Evidence of Things Unseen, Green Wing, Mac/Guy, proof, R
Date: 2007-04-01 07:02 pm (UTC)"Yeah?" Mac says. "Why do you say that?"
"It's obvious," Guy says, rolling his eyes. "The hair. The pointing. And you're terrible at sport."
"Surely not all gay people are terrible at sport," Mac says. "There was that one chap. What's his name, the diver. Louganis."
"Pff, well, divers," said Guy, as if it were obvious. "All those little trunks. I'm surprised more of them aren't diving, if you know what I mean. Anyway, it's not a sport. It's just-" his hand described a somersault in the air "-falling with a little bit of intent."
"Runners, boxers, footballers," said Mac. "Some of them have got to be batting for the other team."
"Only a pouf would say 'batting for the other team'," Guy complained.
"You've got to have more proof than that," Mac pointed out. "Can't have me struck off for poor figures of speech. On the other hand, I have got my hand down your pants."
"There is that," Guy said, biting his lip. "And that was going to be my next point."
"My question," Mac said carefully, his hand working a little faster, "was why we are doing this in the shower without the water even turned on?"

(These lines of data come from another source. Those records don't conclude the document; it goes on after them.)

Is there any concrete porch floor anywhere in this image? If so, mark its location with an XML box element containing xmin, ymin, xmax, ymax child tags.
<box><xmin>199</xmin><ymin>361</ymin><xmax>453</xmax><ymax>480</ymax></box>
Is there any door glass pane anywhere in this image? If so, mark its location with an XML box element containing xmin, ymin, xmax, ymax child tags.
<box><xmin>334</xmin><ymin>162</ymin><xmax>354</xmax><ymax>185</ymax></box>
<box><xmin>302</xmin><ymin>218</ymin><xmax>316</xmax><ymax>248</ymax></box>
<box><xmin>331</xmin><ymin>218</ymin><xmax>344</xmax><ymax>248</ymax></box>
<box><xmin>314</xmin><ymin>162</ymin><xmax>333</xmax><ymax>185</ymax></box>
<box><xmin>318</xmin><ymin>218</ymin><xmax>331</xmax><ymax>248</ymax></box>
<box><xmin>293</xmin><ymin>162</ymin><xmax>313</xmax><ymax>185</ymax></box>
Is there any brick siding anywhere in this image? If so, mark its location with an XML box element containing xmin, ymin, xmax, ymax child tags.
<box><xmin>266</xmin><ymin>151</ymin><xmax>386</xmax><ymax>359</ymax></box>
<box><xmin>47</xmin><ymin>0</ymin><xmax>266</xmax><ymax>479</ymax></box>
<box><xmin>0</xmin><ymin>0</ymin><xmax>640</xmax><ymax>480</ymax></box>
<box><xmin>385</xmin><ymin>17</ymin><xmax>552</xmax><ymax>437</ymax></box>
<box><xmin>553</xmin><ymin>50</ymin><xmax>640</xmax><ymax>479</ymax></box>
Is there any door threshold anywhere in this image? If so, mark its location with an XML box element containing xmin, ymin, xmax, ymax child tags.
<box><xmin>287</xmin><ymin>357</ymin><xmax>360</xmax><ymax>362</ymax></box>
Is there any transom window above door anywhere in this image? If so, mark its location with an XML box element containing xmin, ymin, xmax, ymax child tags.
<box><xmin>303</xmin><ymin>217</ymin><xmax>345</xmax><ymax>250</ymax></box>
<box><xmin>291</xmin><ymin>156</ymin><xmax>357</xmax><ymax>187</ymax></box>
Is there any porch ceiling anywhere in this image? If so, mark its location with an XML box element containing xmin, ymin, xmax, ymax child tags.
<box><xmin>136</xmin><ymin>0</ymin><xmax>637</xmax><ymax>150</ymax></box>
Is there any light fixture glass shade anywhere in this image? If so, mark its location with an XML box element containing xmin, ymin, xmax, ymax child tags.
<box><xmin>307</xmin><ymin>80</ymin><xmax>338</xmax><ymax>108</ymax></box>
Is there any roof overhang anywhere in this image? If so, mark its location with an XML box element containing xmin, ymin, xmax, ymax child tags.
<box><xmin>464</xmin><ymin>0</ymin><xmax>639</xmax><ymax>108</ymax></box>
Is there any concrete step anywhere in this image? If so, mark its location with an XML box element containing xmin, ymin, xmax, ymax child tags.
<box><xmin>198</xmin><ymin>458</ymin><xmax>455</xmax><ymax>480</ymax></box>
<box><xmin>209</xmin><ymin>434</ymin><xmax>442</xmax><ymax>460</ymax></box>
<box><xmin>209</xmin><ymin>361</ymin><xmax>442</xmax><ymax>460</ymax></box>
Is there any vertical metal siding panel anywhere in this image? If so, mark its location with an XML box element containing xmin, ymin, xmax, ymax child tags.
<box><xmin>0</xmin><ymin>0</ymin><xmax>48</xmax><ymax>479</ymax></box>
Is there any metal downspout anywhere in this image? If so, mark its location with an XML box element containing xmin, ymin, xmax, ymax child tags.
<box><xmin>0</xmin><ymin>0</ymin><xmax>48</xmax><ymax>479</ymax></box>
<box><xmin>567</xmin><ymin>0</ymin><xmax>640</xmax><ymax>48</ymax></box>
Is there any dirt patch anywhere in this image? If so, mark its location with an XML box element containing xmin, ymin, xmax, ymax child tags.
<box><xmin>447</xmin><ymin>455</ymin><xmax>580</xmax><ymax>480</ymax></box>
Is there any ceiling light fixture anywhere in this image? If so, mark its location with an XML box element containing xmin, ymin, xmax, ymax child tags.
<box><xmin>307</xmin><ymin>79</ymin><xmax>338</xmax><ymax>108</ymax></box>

"Every now and then you make a good point," Guy said, seemingly unable to focus, given that his first couple of grabs for the faucet missed by several inches, but then warm water spilled down over them. He wrestled with the wet edge of Mac's scrubs and passed a palmful of liquid soap over Mac's stomach and back. Mac arched into the touch.
"Theoretically," he said to Guy, who was rapidly losing mental ground, "that would also make you a pouf."

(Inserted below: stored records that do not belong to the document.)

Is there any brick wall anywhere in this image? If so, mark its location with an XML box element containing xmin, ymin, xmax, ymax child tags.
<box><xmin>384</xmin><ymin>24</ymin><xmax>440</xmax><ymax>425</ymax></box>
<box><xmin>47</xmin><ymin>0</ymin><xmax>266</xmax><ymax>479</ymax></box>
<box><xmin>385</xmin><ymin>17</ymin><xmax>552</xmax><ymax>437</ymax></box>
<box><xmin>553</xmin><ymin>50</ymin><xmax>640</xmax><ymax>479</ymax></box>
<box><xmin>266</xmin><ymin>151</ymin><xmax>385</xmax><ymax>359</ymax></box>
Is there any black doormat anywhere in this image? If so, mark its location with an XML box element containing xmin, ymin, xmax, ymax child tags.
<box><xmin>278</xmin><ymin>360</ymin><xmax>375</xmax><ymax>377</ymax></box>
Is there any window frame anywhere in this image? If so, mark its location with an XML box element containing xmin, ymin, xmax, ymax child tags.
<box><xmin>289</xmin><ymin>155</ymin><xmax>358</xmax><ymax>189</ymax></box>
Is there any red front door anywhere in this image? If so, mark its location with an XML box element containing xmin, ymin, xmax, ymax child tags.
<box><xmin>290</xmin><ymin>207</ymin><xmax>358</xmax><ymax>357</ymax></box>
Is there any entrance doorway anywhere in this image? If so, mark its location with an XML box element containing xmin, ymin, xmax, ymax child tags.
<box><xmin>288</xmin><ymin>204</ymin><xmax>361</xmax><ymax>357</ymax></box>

"It's not gay unless there's kissing," Guy panted, and jammed his soapy hand down Mac's trousers, fiddling inside his boxers, wrapping long fingers around Mac's erection. Mac groaned and leaned forward and somehow his mouth ended up against Guy's, which was hot and hungry and didn't pull away. And magically continued not to pull away as Guy thrust into Mac's hand, grunting and urgent, and continued not to pull away even after Mac's hand got considerably warmer and stickier. In fact, Guy's lips didn't draw away until Mac himself had groaned his way to adding to the slick coating on Guy's hand, and even then, Guy didn't pull away entirely, just trailed his lips across Mac's cheek.
"The water was a good idea," Guy panted.
"That the proof you needed?" Mac gasped.
"Might need to gather some more evidence later," Guy said, dragging his hand out of Mac's scrubs and rinsing it under the spray. "For now we should get clean, though. Theatre this afternoon."
"I'm supposed to be the responsible one," Mac grumbled.
"Don't worry," Guy said. "No chance of me reforming any time soon. Wouldn't want to deprive the world of my depraved magnificence."
"Thank God for that," Mac said. "Want me to wash your back?"
Guy stripped off the top of his scrubs and threw it into the corner of the showers. "Don't touch the hair."